It’s (Inter-)National Poetry Writing Month, otherwise known as NaPoWriMo. The idea is to write a poem on every day of April. I’ve done it three years running, but this year I’ve decided to challenge myself to write a single poem – in around thirty sections - over the thirty days. Given that the longest poem I’ve ever written so far clocks in at about 70 lines, this is unknown territory for me.
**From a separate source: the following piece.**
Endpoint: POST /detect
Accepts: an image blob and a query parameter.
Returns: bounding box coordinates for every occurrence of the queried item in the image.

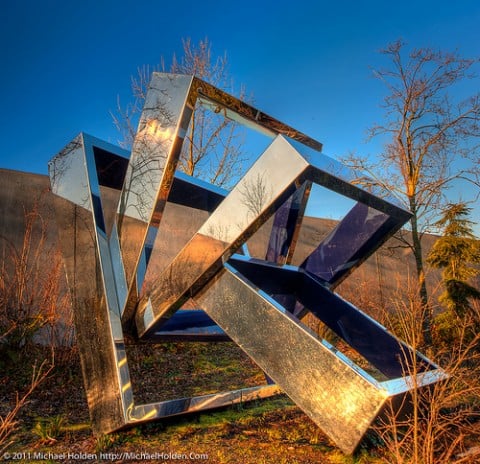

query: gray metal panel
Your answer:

Anyway, I’ve started a NaPoWriMo thread for this poem and I’ll add to it each day. I’ll also build an index of links for each day at the beginning of the thread to make it easy to find each daily section. If I run out of steam halfway, I’ll need a new idea quick!
3 comments:
I'm not going to make it this year, unfortunately, still being tied up with other things. I'll be following it all keenly, though.
How very odd.
I too agreed with Carrie Etter - who's running some kind of 'book' on Facebook for NaPoWriMo (I hate that stupid abbreviation, whoever dreamt it up deserves to be hit over the head repeatedly with the concise Oxford English Dictionary) - that I would write a part of my long poem every day (or poem sequence, not sure how it's going to shape up at the moment) about Warwick Castle, an ambitious project which has been brewing in my head for some four or five months now.
We don't have to show people what we wrote afterwards though, do we? I'll be wanting to keep it all under wraps for now, even if it gets finished this month. There'll be major editing to do, and then I'll want to publish it - or rather parts of it - in magazines.
So, is a poet's word good enough?!
Never mind, Matt. There's always next year.
Jane, no, you don't have to show any of it. The pieces I'm posting are all drafts and I've already made small changes to them! I have an idea of what I'm going to do with the finished product (if I manage to finish it). It could end up as a pamphlet, but there might be another option. I'll have to delete my NaPOWriMo thread at some point after April and revise the whole thing. I enjoy doing it this way though and the fluff comments people make (only fluff is allowed during NaPoWriMo) are oddly energising.